Carrying The Cross

"Untitled." Image by Daniele Oberti via Flickr; licensed under CC BY-NC-ND 2.0.


What does the cross mean to you? You kind of have to figure that out before you can make sense of or preach on Jesus’ statement, “Whoever does not carry the cross and follow me cannot be my disciple.”

When was the last time you asked yourself that question? Has your answer changed over time? When was the last time you asked what it means for Luke? For Matthew? For Mark? For John? For Paul? The New Testament does not have a uniform answer to what the cross means — and we should not preach a harmonized one either.

And, when was the last time you asked your parishioners — what does the cross mean to you? Do they reply with a “churchy” response? Do they assume they should offer a confessional answer, the “correct” answer? Do they respond to the question with another question, “Aren’t we supposed to believe that it means something about suffering, something about forgiveness of sins?” Or, do we preach an invitation to conversation and dialogue about what the cross might mean, just as the New Testament represents and to which it gives witness?

For Luke, what does it mean to carry your cross? It could mean to carry the burdens of those from whom Jesus releases burdens. It could mean to carry the ministry of Jesus forward by seeing those whom the world overlooks. It could mean favoring and regarding the marginalized, even when that action might lead to your own oppression. If the cross is only a means for your salvation, then you’ve missed Jesus’ point, especially because in Luke 14 the cross hasn’t happened yet. Carrying the cross at this juncture has to be in the context of what has come before, not cast in the hindsight of our theology, confessions, and traditions. Carrying your cross cannot only be located in suffering and sacrifice when the biblical witness suggests otherwise.

Of course, most titles offered for this passage are “the cost of discipleship.”

But, is it really a cost? Or a choice? Thanks, Deuteronomy 30:19. When it’s all about cost, it’s all about what you give up. What you sacrifice. What you deny. When faith is cast as cost, we become rather ignorant of the fact that life itself is costly, not just faith. Life is full of choices, of counting the costs, weighing the costs. The cross is not unique but representative of what life is. To carry your cross is to carry the choices and burdens and realities of a life that has made a certain commitment — a commitment to a way of life that is committed to bringing about the Kingdom of God here and now. That’s certainly what it meant for Jesus.

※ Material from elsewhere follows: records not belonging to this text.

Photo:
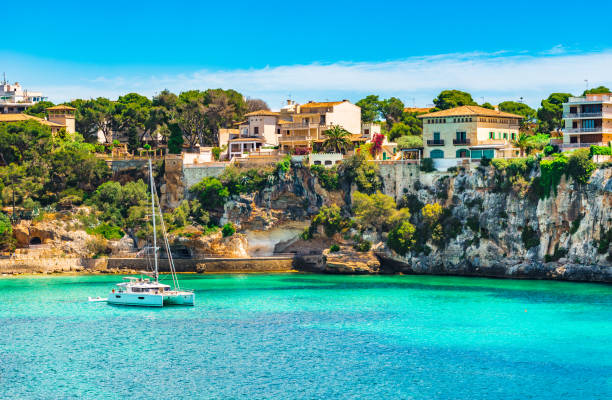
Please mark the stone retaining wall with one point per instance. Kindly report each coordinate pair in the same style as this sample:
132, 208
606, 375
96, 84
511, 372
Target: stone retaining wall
267, 264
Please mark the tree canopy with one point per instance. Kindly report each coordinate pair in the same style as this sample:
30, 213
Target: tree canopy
597, 90
550, 113
453, 98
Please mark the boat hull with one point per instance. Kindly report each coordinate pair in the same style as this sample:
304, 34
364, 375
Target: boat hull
136, 299
180, 299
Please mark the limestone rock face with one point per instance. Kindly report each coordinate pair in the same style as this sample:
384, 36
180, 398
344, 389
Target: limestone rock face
574, 220
234, 246
349, 261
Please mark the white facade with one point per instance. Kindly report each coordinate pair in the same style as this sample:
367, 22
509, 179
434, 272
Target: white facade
327, 160
469, 133
14, 99
588, 120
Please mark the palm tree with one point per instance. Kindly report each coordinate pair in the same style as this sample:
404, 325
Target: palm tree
337, 139
521, 142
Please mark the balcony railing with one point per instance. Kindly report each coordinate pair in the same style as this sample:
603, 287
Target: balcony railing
460, 142
587, 130
591, 97
579, 145
585, 115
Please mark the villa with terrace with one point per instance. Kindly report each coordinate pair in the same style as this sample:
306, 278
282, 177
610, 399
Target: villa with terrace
468, 133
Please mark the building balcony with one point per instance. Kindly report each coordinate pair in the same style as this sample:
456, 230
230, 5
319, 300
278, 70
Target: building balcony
598, 114
591, 98
580, 145
461, 142
587, 130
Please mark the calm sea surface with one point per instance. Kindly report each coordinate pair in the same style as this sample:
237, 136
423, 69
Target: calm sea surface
309, 336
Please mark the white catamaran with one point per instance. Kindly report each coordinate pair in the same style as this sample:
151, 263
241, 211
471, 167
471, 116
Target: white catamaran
148, 292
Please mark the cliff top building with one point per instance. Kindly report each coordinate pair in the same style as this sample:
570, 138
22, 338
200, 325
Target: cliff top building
465, 133
588, 120
14, 99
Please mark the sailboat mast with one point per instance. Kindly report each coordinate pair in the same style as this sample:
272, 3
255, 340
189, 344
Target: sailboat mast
153, 214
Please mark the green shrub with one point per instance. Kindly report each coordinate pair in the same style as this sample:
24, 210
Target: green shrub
530, 237
473, 223
576, 224
7, 242
579, 166
401, 238
331, 220
551, 172
211, 193
600, 150
427, 165
604, 241
328, 178
109, 232
228, 229
284, 165
357, 169
362, 245
216, 152
559, 252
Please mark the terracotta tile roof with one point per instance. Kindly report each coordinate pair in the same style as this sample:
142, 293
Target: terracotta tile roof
262, 112
323, 104
61, 107
469, 110
25, 117
418, 109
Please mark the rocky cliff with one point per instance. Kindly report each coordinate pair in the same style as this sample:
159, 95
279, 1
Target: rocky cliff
512, 232
502, 230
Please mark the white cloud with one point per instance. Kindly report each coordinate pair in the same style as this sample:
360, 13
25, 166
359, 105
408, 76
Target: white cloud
496, 77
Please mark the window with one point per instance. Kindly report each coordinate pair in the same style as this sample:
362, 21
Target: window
463, 153
436, 153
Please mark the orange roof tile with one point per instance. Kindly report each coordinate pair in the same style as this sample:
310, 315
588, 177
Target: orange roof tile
61, 107
25, 117
262, 112
322, 104
469, 110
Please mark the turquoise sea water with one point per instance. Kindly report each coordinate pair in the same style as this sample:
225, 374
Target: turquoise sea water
309, 336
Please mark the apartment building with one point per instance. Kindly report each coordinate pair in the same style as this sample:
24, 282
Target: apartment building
303, 126
588, 120
465, 133
14, 99
260, 129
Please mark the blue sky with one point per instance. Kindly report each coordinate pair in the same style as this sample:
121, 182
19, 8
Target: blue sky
309, 50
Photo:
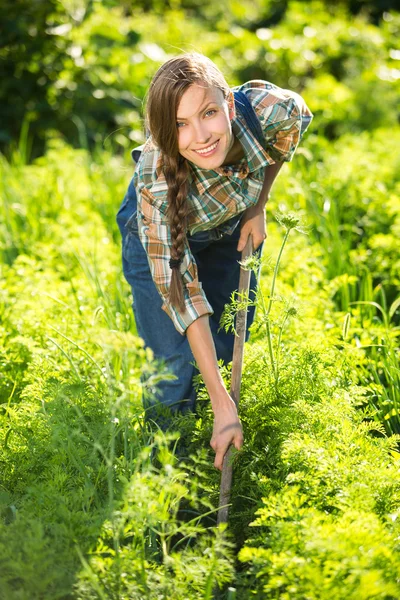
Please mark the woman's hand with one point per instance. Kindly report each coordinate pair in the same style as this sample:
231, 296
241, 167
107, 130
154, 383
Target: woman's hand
227, 430
254, 223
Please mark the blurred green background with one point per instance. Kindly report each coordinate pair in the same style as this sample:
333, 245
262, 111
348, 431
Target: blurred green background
79, 69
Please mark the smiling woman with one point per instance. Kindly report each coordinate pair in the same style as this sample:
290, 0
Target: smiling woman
199, 191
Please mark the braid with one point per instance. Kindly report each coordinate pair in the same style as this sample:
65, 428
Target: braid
176, 171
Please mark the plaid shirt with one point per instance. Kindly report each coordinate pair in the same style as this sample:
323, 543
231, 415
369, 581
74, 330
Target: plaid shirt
215, 195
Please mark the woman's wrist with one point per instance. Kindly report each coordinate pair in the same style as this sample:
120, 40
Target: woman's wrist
220, 400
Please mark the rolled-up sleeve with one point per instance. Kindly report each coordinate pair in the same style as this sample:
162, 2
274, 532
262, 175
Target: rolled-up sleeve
283, 115
155, 236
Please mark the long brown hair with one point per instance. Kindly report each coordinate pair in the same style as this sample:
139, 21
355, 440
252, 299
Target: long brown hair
170, 82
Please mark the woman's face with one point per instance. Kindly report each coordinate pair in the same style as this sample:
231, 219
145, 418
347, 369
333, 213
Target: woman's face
204, 126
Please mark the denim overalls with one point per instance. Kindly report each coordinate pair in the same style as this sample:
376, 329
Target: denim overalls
217, 259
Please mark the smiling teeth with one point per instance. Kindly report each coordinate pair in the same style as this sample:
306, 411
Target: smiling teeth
206, 150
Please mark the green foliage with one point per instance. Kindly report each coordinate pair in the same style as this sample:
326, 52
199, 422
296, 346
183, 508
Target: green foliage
91, 504
81, 70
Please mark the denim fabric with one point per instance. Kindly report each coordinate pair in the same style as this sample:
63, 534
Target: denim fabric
217, 261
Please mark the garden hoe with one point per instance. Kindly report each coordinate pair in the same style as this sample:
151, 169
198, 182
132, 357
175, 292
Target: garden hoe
237, 366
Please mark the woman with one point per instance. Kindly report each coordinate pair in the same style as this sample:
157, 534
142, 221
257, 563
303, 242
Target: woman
199, 191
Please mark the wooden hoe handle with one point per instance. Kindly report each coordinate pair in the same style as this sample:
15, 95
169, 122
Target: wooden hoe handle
236, 379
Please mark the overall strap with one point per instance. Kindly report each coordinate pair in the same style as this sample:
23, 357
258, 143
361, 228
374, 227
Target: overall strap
243, 105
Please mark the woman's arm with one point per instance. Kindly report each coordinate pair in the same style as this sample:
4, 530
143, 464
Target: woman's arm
227, 428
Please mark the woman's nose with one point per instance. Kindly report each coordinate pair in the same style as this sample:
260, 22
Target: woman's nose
201, 133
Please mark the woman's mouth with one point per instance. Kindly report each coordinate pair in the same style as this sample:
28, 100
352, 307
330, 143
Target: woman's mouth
208, 151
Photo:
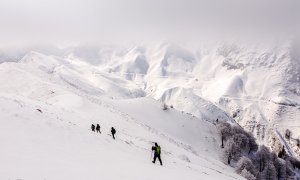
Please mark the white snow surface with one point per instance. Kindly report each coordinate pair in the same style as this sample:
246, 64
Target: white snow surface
256, 85
48, 103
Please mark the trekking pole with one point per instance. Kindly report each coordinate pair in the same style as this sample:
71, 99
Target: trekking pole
151, 156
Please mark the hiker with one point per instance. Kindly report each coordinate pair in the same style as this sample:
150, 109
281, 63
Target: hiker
113, 132
157, 151
98, 128
93, 127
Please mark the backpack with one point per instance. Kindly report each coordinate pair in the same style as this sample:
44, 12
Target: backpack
157, 150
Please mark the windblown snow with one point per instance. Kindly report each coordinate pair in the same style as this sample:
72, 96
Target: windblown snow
49, 99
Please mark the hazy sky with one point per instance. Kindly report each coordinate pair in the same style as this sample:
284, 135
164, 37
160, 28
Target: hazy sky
66, 21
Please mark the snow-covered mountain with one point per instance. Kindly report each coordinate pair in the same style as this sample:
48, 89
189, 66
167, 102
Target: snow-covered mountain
49, 98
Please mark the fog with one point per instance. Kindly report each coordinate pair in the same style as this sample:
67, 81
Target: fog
75, 21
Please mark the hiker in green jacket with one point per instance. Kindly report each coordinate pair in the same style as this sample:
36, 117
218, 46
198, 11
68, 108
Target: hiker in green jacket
157, 152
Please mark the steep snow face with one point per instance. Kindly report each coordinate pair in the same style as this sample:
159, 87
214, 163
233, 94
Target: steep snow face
256, 85
254, 82
46, 118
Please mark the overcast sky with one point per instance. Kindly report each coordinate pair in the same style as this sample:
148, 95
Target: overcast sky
103, 20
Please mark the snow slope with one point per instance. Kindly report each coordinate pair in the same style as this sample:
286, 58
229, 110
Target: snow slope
253, 84
48, 103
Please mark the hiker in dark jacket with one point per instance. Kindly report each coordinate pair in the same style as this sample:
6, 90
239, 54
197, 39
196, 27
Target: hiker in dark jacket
113, 132
157, 152
93, 127
98, 128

What a different way of being it would be if the cross were a way of choosing life and not fixated on death. In fact, if Luke is right, carrying the cross might result in life for another. This is not to say Jesus’ death doesn’t matter. It’s to push how and why it matters. How is the cross, especially for Luke, flying in the face of empire? A promise that God’s seeing us does not end in our death and burial? A certainty that release of the captives is a past, present, and future reality, but that that future depends on our choice to carry the cross of Jesus?

So, carrying your cross is a choice and ironically, it is a choice for life and not death. But here is the challenge. We tend toward saying the cross is a choice for life because it leads to resurrection. Yes. And no. Yes, this is what God has done — undone death for the sake of life forever. But no, if that reality has no bearing on your present. Otherwise we ignore the plight of the disciples, of Jesus’ first followers. Just because we are privy to a post-resurrection perspective of the cross, does not mean we should impart it on those first believers.

Dear Working Preachers, imagine: if the cross is choosing life, how can the fullness of a life of discipleship give witness to such a decision? Believe me, if you preach this, you will change, and perhaps for the better, what the cross means for people. There will be resistance — Jesus was escorted to a cliff, after all. The women were told their witness of the empty tomb was an “idle tale,” or in common parlance, a load of crap. There will be people who will say — you are a heretic, you have a questionable soteriology, you have eschewed and abandoned acceptable atonement theories.

Or, you will have people say — you have released me. You have freed me to imagine what the cross means for me now, not just for my future. You have done to me what Jesus said he would do (Luke 4). Pastor, yes, I will carry the cross.